If there is a way for Alabama GOP lawmakers to thread the needle here—providing some legal recourse for IVF patients while upholding pro-life principles and ensuring all IVF clinics stay open—they certainly haven’t found it yet. The national pro-life group Susan B. Anthony Pro-Life America urged Alabama’s legislature to copy a 1986 Louisiana law that allows IVF yet prohibits the intentional destruction of viable embryos. But that plea has fallen on deaf ears in Alabama for now. IVF often (but not always) involves the creation of several embryos at once, and those that aren’t immediately transferred to be implanted are cryogenically frozen and stored. One Louisiana IVF doctor told the Associated Press he and others get around the state’s prohibition by keeping frozen embryos stored out of state and shipped back in if and when they are desired.
“We find it unacceptable,” said SBA’s Katie Glenn Daniel, that the Alabama legislation “would create these blanket protections for the IVF industry at the expense of unborn children and of their parents.”
Republicans in Alabama and Washington, D.C., and even pro-life groups, were caught flat-footed by the Alabama Supreme Court ruling because there’s never really been a serious debate about IVF in this country. That lack of debate has been due to the treatment’s overwhelming popularity, as well as the fact that the ethics—not to say the legality—of creating embryos through IVF has always divided the pro-life movement. See, for example, this 2019 debate between two pro-life evangelicals who argue against IVF and one evangelical who argues in favor of it “as long as no human embryos are destroyed in the process,” something that can be accomplished but may ultimately incur greater costs and multiple procedures. While orthodox Catholics believe IVF is ethically wrong, there is an intra-Catholic debate about embryo adoption. One doesn’t need to have religious convictions, of course, to be concerned about ethical questions surrounding the treatment of nascent human life: Secular Germany passed the 1990 Embryo Protection Act that limited the number of embryos that may be created and transferred in one treatment (a law that has plenty of critics and its own unintended consequences).
In the United States, pro-life groups have never favored banning the creation of human embryos through in vitro fertilization. They have, however, always been concerned about the destruction of human beings in the earliest stages of development. But the last time there was a serious political debate touching on the issue was the George W. Bush era, and even then the debate in Congress narrowly focused on matters such as banning human cloning and prohibiting taxpayer funding of scientific research that required the destruction of new embryos.

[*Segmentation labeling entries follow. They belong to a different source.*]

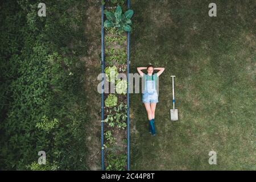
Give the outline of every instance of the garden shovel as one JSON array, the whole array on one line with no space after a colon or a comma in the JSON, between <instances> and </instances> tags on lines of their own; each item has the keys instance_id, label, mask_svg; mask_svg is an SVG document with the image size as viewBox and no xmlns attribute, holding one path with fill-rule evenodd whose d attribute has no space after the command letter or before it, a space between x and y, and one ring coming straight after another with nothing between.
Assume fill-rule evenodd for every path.
<instances>
[{"instance_id":1,"label":"garden shovel","mask_svg":"<svg viewBox=\"0 0 256 182\"><path fill-rule=\"evenodd\" d=\"M174 97L174 77L175 76L171 76L172 78L172 104L174 105L174 109L170 109L171 113L171 121L177 121L178 119L177 116L177 109L175 109L175 99Z\"/></svg>"}]
</instances>

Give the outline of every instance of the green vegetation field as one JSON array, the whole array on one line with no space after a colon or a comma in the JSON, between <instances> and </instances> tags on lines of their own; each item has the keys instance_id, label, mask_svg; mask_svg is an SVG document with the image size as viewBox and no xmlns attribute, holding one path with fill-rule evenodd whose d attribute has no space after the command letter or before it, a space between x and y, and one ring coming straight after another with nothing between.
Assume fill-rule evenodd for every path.
<instances>
[{"instance_id":1,"label":"green vegetation field","mask_svg":"<svg viewBox=\"0 0 256 182\"><path fill-rule=\"evenodd\" d=\"M0 2L0 170L100 170L101 1L39 2ZM131 169L256 170L256 4L210 2L131 0L130 73L166 68L155 137L130 95Z\"/></svg>"},{"instance_id":2,"label":"green vegetation field","mask_svg":"<svg viewBox=\"0 0 256 182\"><path fill-rule=\"evenodd\" d=\"M166 69L155 137L141 94L131 94L131 169L255 170L255 2L215 1L212 18L209 1L131 2L131 72L148 63ZM171 75L177 122L170 119ZM208 163L210 151L217 165Z\"/></svg>"}]
</instances>

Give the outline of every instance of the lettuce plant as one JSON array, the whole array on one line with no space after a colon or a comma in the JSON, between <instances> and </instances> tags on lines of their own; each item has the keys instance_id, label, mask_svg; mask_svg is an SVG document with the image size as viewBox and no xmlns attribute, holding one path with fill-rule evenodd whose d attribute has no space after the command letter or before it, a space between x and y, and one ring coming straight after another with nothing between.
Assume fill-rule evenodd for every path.
<instances>
[{"instance_id":1,"label":"lettuce plant","mask_svg":"<svg viewBox=\"0 0 256 182\"><path fill-rule=\"evenodd\" d=\"M106 80L114 83L115 80L117 80L118 76L117 68L114 65L113 67L108 67L105 69L104 71L106 75Z\"/></svg>"},{"instance_id":2,"label":"lettuce plant","mask_svg":"<svg viewBox=\"0 0 256 182\"><path fill-rule=\"evenodd\" d=\"M115 85L115 92L119 94L125 94L127 91L127 81L119 80Z\"/></svg>"},{"instance_id":3,"label":"lettuce plant","mask_svg":"<svg viewBox=\"0 0 256 182\"><path fill-rule=\"evenodd\" d=\"M105 101L105 105L106 107L111 107L117 105L117 97L114 94L110 94Z\"/></svg>"},{"instance_id":4,"label":"lettuce plant","mask_svg":"<svg viewBox=\"0 0 256 182\"><path fill-rule=\"evenodd\" d=\"M117 27L119 31L130 32L131 31L130 26L133 23L131 18L133 15L133 10L129 10L123 14L121 7L118 5L114 14L106 10L104 13L107 18L104 22L104 27Z\"/></svg>"}]
</instances>

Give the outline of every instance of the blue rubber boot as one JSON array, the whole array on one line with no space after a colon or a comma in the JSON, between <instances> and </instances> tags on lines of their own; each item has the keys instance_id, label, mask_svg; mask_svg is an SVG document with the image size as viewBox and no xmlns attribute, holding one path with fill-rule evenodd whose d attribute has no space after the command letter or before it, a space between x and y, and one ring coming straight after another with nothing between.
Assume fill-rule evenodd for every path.
<instances>
[{"instance_id":1,"label":"blue rubber boot","mask_svg":"<svg viewBox=\"0 0 256 182\"><path fill-rule=\"evenodd\" d=\"M154 119L152 119L150 121L150 128L151 129L151 133L153 136L155 135L155 122L154 121Z\"/></svg>"},{"instance_id":2,"label":"blue rubber boot","mask_svg":"<svg viewBox=\"0 0 256 182\"><path fill-rule=\"evenodd\" d=\"M151 127L150 127L150 123L148 122L148 132L152 134Z\"/></svg>"}]
</instances>

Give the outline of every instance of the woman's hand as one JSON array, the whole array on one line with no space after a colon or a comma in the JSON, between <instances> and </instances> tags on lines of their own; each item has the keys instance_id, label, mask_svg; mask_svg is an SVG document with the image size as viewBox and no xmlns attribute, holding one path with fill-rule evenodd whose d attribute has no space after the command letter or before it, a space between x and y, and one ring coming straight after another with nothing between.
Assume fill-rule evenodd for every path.
<instances>
[{"instance_id":1,"label":"woman's hand","mask_svg":"<svg viewBox=\"0 0 256 182\"><path fill-rule=\"evenodd\" d=\"M164 72L164 68L154 68L154 70L159 70L159 71L156 73L158 76L159 76Z\"/></svg>"},{"instance_id":2,"label":"woman's hand","mask_svg":"<svg viewBox=\"0 0 256 182\"><path fill-rule=\"evenodd\" d=\"M142 69L147 69L147 67L138 67L137 68L137 71L139 72L139 75L141 75L141 76L143 77L143 75L144 75L144 73L142 72L141 71Z\"/></svg>"}]
</instances>

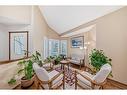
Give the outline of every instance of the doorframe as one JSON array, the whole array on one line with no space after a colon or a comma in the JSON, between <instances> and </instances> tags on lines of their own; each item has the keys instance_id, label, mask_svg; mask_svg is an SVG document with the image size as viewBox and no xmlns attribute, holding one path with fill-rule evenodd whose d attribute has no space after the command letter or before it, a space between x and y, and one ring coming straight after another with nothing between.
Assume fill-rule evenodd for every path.
<instances>
[{"instance_id":1,"label":"doorframe","mask_svg":"<svg viewBox=\"0 0 127 95\"><path fill-rule=\"evenodd\" d=\"M11 33L26 33L27 34L27 51L29 49L28 31L12 31L12 32L9 32L9 60L11 60ZM28 57L28 52L27 52L27 57Z\"/></svg>"}]
</instances>

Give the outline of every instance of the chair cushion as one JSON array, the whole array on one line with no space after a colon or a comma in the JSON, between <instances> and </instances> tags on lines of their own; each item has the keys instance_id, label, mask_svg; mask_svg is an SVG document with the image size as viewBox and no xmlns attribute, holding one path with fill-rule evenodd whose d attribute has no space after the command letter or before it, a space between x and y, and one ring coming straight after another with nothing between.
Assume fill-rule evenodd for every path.
<instances>
[{"instance_id":1,"label":"chair cushion","mask_svg":"<svg viewBox=\"0 0 127 95\"><path fill-rule=\"evenodd\" d=\"M49 78L51 79L57 74L59 74L59 72L57 72L56 70L53 70L49 73ZM53 81L53 86L52 87L55 87L55 86L59 85L60 83L62 83L62 80L63 80L63 74L61 74L58 78L56 78Z\"/></svg>"},{"instance_id":2,"label":"chair cushion","mask_svg":"<svg viewBox=\"0 0 127 95\"><path fill-rule=\"evenodd\" d=\"M100 71L93 77L97 83L102 83L107 78L109 73L111 72L111 66L109 64L105 64L101 67Z\"/></svg>"},{"instance_id":3,"label":"chair cushion","mask_svg":"<svg viewBox=\"0 0 127 95\"><path fill-rule=\"evenodd\" d=\"M50 66L52 67L53 64L52 64L52 63L46 63L46 64L43 65L44 68L48 68L48 67L50 67Z\"/></svg>"},{"instance_id":4,"label":"chair cushion","mask_svg":"<svg viewBox=\"0 0 127 95\"><path fill-rule=\"evenodd\" d=\"M37 77L41 81L48 81L49 80L48 72L43 67L40 67L37 63L34 63L33 69L34 69Z\"/></svg>"},{"instance_id":5,"label":"chair cushion","mask_svg":"<svg viewBox=\"0 0 127 95\"><path fill-rule=\"evenodd\" d=\"M56 76L57 74L59 74L59 72L57 72L56 70L51 71L48 75L49 75L49 80L52 79L54 76ZM56 87L57 85L60 85L62 83L63 80L63 75L60 75L58 78L56 78L53 82L52 82L52 87ZM42 86L45 89L49 89L48 84L42 84Z\"/></svg>"},{"instance_id":6,"label":"chair cushion","mask_svg":"<svg viewBox=\"0 0 127 95\"><path fill-rule=\"evenodd\" d=\"M89 77L90 79L93 78L93 75L89 74L88 72L81 72L82 75ZM87 79L83 78L81 75L77 75L77 81L78 84L80 84L81 86L83 86L84 88L90 88L89 86L91 86L91 82L88 81Z\"/></svg>"},{"instance_id":7,"label":"chair cushion","mask_svg":"<svg viewBox=\"0 0 127 95\"><path fill-rule=\"evenodd\" d=\"M74 64L77 64L77 65L80 64L80 61L78 61L78 60L73 60L73 59L71 59L70 62L71 62L71 63L74 63Z\"/></svg>"}]
</instances>

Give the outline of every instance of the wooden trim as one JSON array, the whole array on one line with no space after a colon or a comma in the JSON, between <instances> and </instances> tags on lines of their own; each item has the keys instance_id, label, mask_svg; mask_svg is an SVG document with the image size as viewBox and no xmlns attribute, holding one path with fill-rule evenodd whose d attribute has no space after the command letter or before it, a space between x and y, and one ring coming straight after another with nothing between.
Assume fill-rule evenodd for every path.
<instances>
[{"instance_id":1,"label":"wooden trim","mask_svg":"<svg viewBox=\"0 0 127 95\"><path fill-rule=\"evenodd\" d=\"M31 56L30 56L31 57ZM28 59L30 57L26 57L26 58L19 58L19 59L14 59L14 60L6 60L6 61L0 61L0 65L1 64L7 64L7 63L10 63L10 62L15 62L15 61L19 61L19 60L23 60L23 59Z\"/></svg>"},{"instance_id":2,"label":"wooden trim","mask_svg":"<svg viewBox=\"0 0 127 95\"><path fill-rule=\"evenodd\" d=\"M9 32L9 60L11 60L11 33L27 33L27 51L29 50L29 34L28 34L28 31L13 31L13 32ZM28 56L29 55L28 55L28 52L27 52L27 57Z\"/></svg>"}]
</instances>

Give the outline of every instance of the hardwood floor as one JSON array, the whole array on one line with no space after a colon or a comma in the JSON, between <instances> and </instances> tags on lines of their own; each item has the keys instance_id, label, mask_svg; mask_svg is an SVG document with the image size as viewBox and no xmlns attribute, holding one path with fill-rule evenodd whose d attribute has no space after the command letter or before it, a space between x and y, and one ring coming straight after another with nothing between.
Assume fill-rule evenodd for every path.
<instances>
[{"instance_id":1,"label":"hardwood floor","mask_svg":"<svg viewBox=\"0 0 127 95\"><path fill-rule=\"evenodd\" d=\"M71 64L71 67L76 68L76 69L79 68L78 66L72 65L72 64ZM83 67L81 68L81 70L84 70L84 69L85 68L83 68ZM21 85L19 84L14 89L22 89L22 88L21 88ZM36 89L35 83L28 89ZM67 89L67 88L65 88L65 89ZM113 89L116 89L116 90L127 89L127 85L119 83L119 82L111 80L111 79L107 79L107 83L104 85L104 89L111 89L111 90L113 90Z\"/></svg>"}]
</instances>

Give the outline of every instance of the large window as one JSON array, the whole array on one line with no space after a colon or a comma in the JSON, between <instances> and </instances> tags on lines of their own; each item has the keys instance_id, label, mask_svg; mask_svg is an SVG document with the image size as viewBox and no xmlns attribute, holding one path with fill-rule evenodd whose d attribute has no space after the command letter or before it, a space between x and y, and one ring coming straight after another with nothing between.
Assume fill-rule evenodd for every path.
<instances>
[{"instance_id":1,"label":"large window","mask_svg":"<svg viewBox=\"0 0 127 95\"><path fill-rule=\"evenodd\" d=\"M61 54L67 56L67 40L61 40Z\"/></svg>"}]
</instances>

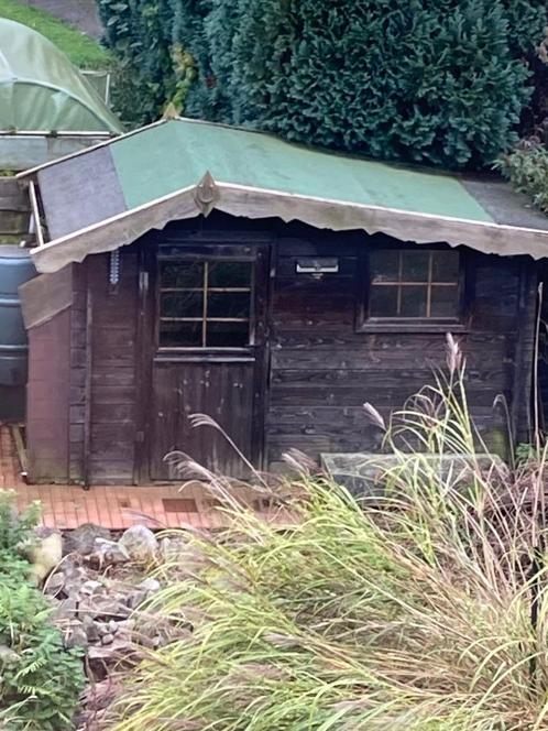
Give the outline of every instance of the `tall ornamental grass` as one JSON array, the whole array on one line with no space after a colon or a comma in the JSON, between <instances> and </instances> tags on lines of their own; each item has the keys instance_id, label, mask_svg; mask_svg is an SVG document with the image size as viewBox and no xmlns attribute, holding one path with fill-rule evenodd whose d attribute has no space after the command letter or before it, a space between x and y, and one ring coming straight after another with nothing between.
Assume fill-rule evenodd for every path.
<instances>
[{"instance_id":1,"label":"tall ornamental grass","mask_svg":"<svg viewBox=\"0 0 548 731\"><path fill-rule=\"evenodd\" d=\"M130 675L116 731L548 729L545 454L513 470L473 456L451 340L448 354L387 428L366 407L396 457L383 497L293 456L281 530L208 476L232 526L161 567L146 611L177 637ZM470 457L447 469L447 454Z\"/></svg>"}]
</instances>

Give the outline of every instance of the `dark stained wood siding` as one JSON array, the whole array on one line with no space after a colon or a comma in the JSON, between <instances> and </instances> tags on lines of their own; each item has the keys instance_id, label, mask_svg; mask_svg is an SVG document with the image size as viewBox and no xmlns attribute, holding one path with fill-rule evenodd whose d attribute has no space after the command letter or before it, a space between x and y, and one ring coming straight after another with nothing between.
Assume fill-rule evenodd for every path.
<instances>
[{"instance_id":1,"label":"dark stained wood siding","mask_svg":"<svg viewBox=\"0 0 548 731\"><path fill-rule=\"evenodd\" d=\"M354 285L360 247L374 246L381 237L303 229L298 238L281 231L277 248L266 423L271 466L291 447L315 458L321 451L375 450L381 434L365 418L363 403L387 415L431 382L432 368L442 367L446 357L443 331L357 331L355 298L363 294L360 283ZM503 410L493 408L498 393L516 412L516 436L527 437L534 265L525 258L464 253L468 318L465 331L456 337L467 356L474 419L490 446L501 448L507 428ZM322 280L296 275L299 255L338 255L340 273Z\"/></svg>"},{"instance_id":2,"label":"dark stained wood siding","mask_svg":"<svg viewBox=\"0 0 548 731\"><path fill-rule=\"evenodd\" d=\"M388 414L431 382L432 368L445 364L443 331L357 328L357 302L363 295L360 257L379 237L217 214L172 223L121 250L117 287L109 285L109 254L75 265L72 312L31 332L29 444L34 479L69 477L96 484L136 479L145 449L141 439L151 438L140 430L145 423L142 394L151 388L145 364L153 354L150 347L140 353L136 345L139 248L179 233L194 238L197 250L211 241L273 247L262 467L277 467L292 447L314 458L321 451L376 449L381 435L365 418L363 403ZM340 271L324 279L297 275L296 259L303 255L337 257ZM468 312L456 337L468 359L472 414L489 444L498 448L507 428L503 410L493 408L497 394L507 400L516 437L527 438L536 268L527 258L465 255ZM202 411L197 403L191 408Z\"/></svg>"},{"instance_id":3,"label":"dark stained wood siding","mask_svg":"<svg viewBox=\"0 0 548 731\"><path fill-rule=\"evenodd\" d=\"M120 281L109 284L109 254L90 257L88 275L88 455L90 484L131 484L136 434L138 251L121 250ZM83 408L78 417L86 419Z\"/></svg>"},{"instance_id":4,"label":"dark stained wood siding","mask_svg":"<svg viewBox=\"0 0 548 731\"><path fill-rule=\"evenodd\" d=\"M26 439L33 482L68 480L70 310L29 332Z\"/></svg>"}]
</instances>

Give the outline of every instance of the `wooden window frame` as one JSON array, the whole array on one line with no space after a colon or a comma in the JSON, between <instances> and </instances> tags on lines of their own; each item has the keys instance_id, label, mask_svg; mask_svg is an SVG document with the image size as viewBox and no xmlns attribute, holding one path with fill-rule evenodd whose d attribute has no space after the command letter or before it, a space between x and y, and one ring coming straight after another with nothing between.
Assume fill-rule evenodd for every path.
<instances>
[{"instance_id":1,"label":"wooden window frame","mask_svg":"<svg viewBox=\"0 0 548 731\"><path fill-rule=\"evenodd\" d=\"M249 263L251 266L251 280L250 280L250 286L249 287L204 287L199 288L200 292L204 292L205 294L211 290L215 291L220 291L222 290L230 290L232 288L234 291L245 291L249 292L250 295L250 314L249 318L207 318L207 312L206 312L206 305L207 305L207 297L204 297L204 313L200 318L174 318L174 319L180 319L182 321L202 321L204 318L208 321L246 321L249 323L249 339L248 339L248 345L246 346L213 346L209 347L207 345L202 346L161 346L160 345L160 324L163 318L161 318L161 295L162 293L168 291L171 287L162 287L162 275L161 275L161 263L162 262L197 262L197 263L202 263L206 264L204 268L204 276L206 277L208 268L207 264L216 263L216 262L242 262L242 263ZM160 250L156 255L156 286L155 286L155 302L156 302L156 307L155 307L155 323L154 323L154 346L155 346L155 352L156 357L158 358L169 358L169 356L183 356L183 354L197 354L201 357L207 357L207 356L215 356L215 354L226 354L226 353L234 353L234 354L246 354L251 353L255 343L256 343L256 315L255 315L255 295L256 295L256 282L255 282L255 257L250 257L245 254L239 254L232 250L232 247L219 247L219 250L216 253L199 253L199 252L187 252L182 250L180 252L174 253L174 254L163 254ZM174 291L177 290L177 287L173 288ZM184 287L180 288L182 291ZM190 291L191 287L188 290ZM198 291L198 290L197 290ZM204 328L204 325L202 325ZM205 336L206 330L202 329L202 337ZM204 342L204 340L202 340Z\"/></svg>"},{"instance_id":2,"label":"wooden window frame","mask_svg":"<svg viewBox=\"0 0 548 731\"><path fill-rule=\"evenodd\" d=\"M357 276L357 332L465 332L468 331L468 312L467 303L470 301L469 293L471 286L469 259L463 250L458 250L459 254L459 314L457 317L434 318L434 317L371 317L369 314L371 297L371 269L370 254L372 251L409 251L406 246L377 246L363 248ZM421 244L418 250L423 251L443 251L448 250L447 244ZM420 285L420 283L418 283ZM431 286L431 284L430 284Z\"/></svg>"}]
</instances>

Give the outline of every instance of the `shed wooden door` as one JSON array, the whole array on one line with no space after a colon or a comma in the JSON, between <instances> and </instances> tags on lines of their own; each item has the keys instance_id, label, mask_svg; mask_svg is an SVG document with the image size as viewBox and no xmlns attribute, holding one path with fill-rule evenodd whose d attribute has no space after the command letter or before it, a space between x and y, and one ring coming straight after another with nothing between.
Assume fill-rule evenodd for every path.
<instances>
[{"instance_id":1,"label":"shed wooden door","mask_svg":"<svg viewBox=\"0 0 548 731\"><path fill-rule=\"evenodd\" d=\"M182 451L232 477L245 469L227 438L256 466L264 438L268 249L158 246L154 265L150 477L178 480Z\"/></svg>"}]
</instances>

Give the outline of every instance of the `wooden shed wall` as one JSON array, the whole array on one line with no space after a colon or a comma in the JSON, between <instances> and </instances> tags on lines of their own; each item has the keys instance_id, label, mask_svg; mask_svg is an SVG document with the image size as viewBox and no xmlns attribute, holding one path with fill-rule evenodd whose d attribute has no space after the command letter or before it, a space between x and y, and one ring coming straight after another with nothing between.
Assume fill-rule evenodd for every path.
<instances>
[{"instance_id":1,"label":"wooden shed wall","mask_svg":"<svg viewBox=\"0 0 548 731\"><path fill-rule=\"evenodd\" d=\"M375 240L370 240L374 243ZM374 450L381 434L364 416L371 402L387 415L442 367L445 332L355 328L354 286L362 239L281 233L272 303L272 367L266 423L268 462L296 447L321 451ZM341 274L322 281L295 275L299 255L341 258ZM516 410L526 438L533 362L536 280L533 262L467 252L471 275L468 327L456 332L468 361L474 419L493 447L506 433L497 393ZM519 393L517 393L519 391ZM515 394L515 397L514 397Z\"/></svg>"},{"instance_id":2,"label":"wooden shed wall","mask_svg":"<svg viewBox=\"0 0 548 731\"><path fill-rule=\"evenodd\" d=\"M359 255L377 238L219 216L169 226L171 236L178 230L185 238L194 232L196 240L219 242L229 230L231 240L242 242L250 230L263 231L273 242L265 411L271 467L291 447L313 457L375 449L380 434L364 417L363 403L370 401L387 414L431 381L432 367L443 366L443 331L357 331ZM162 232L155 232L121 250L116 287L109 285L108 254L75 265L72 312L33 332L29 440L34 478L69 477L90 484L134 480L135 454L144 448L138 432L139 396L147 388L139 383L139 249L161 238ZM322 280L297 275L296 259L303 255L338 257L340 272ZM470 310L468 327L458 337L468 358L473 416L497 446L506 430L502 410L493 408L497 393L513 410L518 438L527 433L536 270L526 258L472 251L467 257ZM54 424L56 437L51 438ZM63 429L68 436L63 437Z\"/></svg>"}]
</instances>

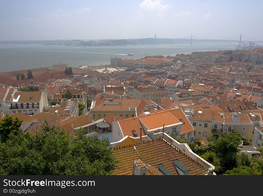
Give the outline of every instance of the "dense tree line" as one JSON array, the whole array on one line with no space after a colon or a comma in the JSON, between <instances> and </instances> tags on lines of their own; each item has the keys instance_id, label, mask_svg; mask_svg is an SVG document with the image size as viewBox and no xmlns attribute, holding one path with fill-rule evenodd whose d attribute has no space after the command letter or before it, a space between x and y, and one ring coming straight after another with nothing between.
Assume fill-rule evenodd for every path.
<instances>
[{"instance_id":1,"label":"dense tree line","mask_svg":"<svg viewBox=\"0 0 263 196\"><path fill-rule=\"evenodd\" d=\"M73 74L73 72L72 72L72 67L66 67L65 68L65 75L71 75Z\"/></svg>"},{"instance_id":2,"label":"dense tree line","mask_svg":"<svg viewBox=\"0 0 263 196\"><path fill-rule=\"evenodd\" d=\"M188 144L194 152L215 166L214 171L217 175L263 175L263 158L253 157L250 159L243 152L239 153L240 140L244 141L244 144L249 143L238 132L221 134L218 139L213 137L208 140L208 147L198 148L191 143Z\"/></svg>"},{"instance_id":3,"label":"dense tree line","mask_svg":"<svg viewBox=\"0 0 263 196\"><path fill-rule=\"evenodd\" d=\"M34 86L27 86L19 88L21 91L39 91L38 87Z\"/></svg>"},{"instance_id":4,"label":"dense tree line","mask_svg":"<svg viewBox=\"0 0 263 196\"><path fill-rule=\"evenodd\" d=\"M0 121L0 175L111 175L116 163L108 139L76 138L46 122L35 135L23 133L21 122L7 115Z\"/></svg>"}]
</instances>

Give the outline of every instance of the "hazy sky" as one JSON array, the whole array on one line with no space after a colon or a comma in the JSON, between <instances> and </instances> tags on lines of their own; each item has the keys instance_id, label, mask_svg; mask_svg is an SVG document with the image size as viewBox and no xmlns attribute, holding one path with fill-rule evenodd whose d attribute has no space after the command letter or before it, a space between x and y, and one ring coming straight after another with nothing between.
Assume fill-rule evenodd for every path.
<instances>
[{"instance_id":1,"label":"hazy sky","mask_svg":"<svg viewBox=\"0 0 263 196\"><path fill-rule=\"evenodd\" d=\"M263 40L263 1L0 1L0 40ZM237 38L235 39L238 40Z\"/></svg>"}]
</instances>

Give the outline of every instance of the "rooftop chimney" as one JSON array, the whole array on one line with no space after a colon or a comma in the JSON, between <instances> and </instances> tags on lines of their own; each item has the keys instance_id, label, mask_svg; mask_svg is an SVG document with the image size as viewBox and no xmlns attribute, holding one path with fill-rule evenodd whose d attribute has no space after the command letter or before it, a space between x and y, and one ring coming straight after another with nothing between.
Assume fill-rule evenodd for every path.
<instances>
[{"instance_id":1,"label":"rooftop chimney","mask_svg":"<svg viewBox=\"0 0 263 196\"><path fill-rule=\"evenodd\" d=\"M133 175L147 175L147 167L140 159L135 160L133 161Z\"/></svg>"},{"instance_id":2,"label":"rooftop chimney","mask_svg":"<svg viewBox=\"0 0 263 196\"><path fill-rule=\"evenodd\" d=\"M142 127L140 127L140 142L142 142Z\"/></svg>"}]
</instances>

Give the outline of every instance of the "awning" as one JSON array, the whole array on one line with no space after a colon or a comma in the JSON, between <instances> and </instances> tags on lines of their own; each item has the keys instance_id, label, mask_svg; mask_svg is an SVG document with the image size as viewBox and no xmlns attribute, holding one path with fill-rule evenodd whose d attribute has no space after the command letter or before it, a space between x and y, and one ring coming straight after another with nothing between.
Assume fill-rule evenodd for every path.
<instances>
[{"instance_id":1,"label":"awning","mask_svg":"<svg viewBox=\"0 0 263 196\"><path fill-rule=\"evenodd\" d=\"M100 128L106 128L106 127L108 127L110 126L110 125L108 124L107 123L104 123L103 122L98 123L98 124L96 125L96 126Z\"/></svg>"}]
</instances>

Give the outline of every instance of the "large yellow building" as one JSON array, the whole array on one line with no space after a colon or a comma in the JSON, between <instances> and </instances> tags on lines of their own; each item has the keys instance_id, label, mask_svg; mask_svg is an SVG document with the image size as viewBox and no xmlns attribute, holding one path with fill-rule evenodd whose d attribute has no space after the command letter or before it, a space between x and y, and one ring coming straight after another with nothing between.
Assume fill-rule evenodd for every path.
<instances>
[{"instance_id":1,"label":"large yellow building","mask_svg":"<svg viewBox=\"0 0 263 196\"><path fill-rule=\"evenodd\" d=\"M162 110L154 102L146 99L97 98L91 102L88 115L91 119L97 120L111 113L129 118Z\"/></svg>"}]
</instances>

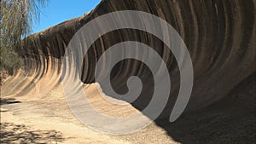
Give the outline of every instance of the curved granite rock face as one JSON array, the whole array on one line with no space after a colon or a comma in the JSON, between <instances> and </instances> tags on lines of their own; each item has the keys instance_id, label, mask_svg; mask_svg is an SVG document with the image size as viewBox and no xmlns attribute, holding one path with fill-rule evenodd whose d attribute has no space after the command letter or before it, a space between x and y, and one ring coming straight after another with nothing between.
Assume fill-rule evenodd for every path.
<instances>
[{"instance_id":1,"label":"curved granite rock face","mask_svg":"<svg viewBox=\"0 0 256 144\"><path fill-rule=\"evenodd\" d=\"M38 90L43 94L49 92L60 84L65 49L75 32L94 18L119 10L139 10L157 15L170 23L183 37L194 67L194 87L188 111L223 98L256 70L253 0L103 0L88 14L31 36L35 38L34 46L24 48L21 54L26 61L26 72L31 77L23 78L18 73L6 85L14 82L18 84L5 89L5 94L26 95L39 82ZM172 91L166 107L170 112L167 110L172 110L180 85L177 64L166 46L145 32L118 30L98 38L84 57L82 81L94 83L95 66L102 54L113 44L125 41L148 44L162 56L172 79ZM144 85L140 97L132 104L143 109L150 101L153 94L150 84L154 82L149 69L143 63L131 59L119 62L111 73L112 85L118 93L124 94L127 91L126 81L133 75L140 77Z\"/></svg>"}]
</instances>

Two weeks after the Alabama Supreme Court forced the issue to the forefront, the Alabama Legislature has found a solution to its political problem but deferred a serious debate about the deeper issues at stake to another day. “My goal this week has been to try to find some compromise that would open our clinics for these families,” Republican state Rep. Terri Collins, sponsor of the House bill, said on Thursday. “Do we need to have the longer discussion? Yes, we do.”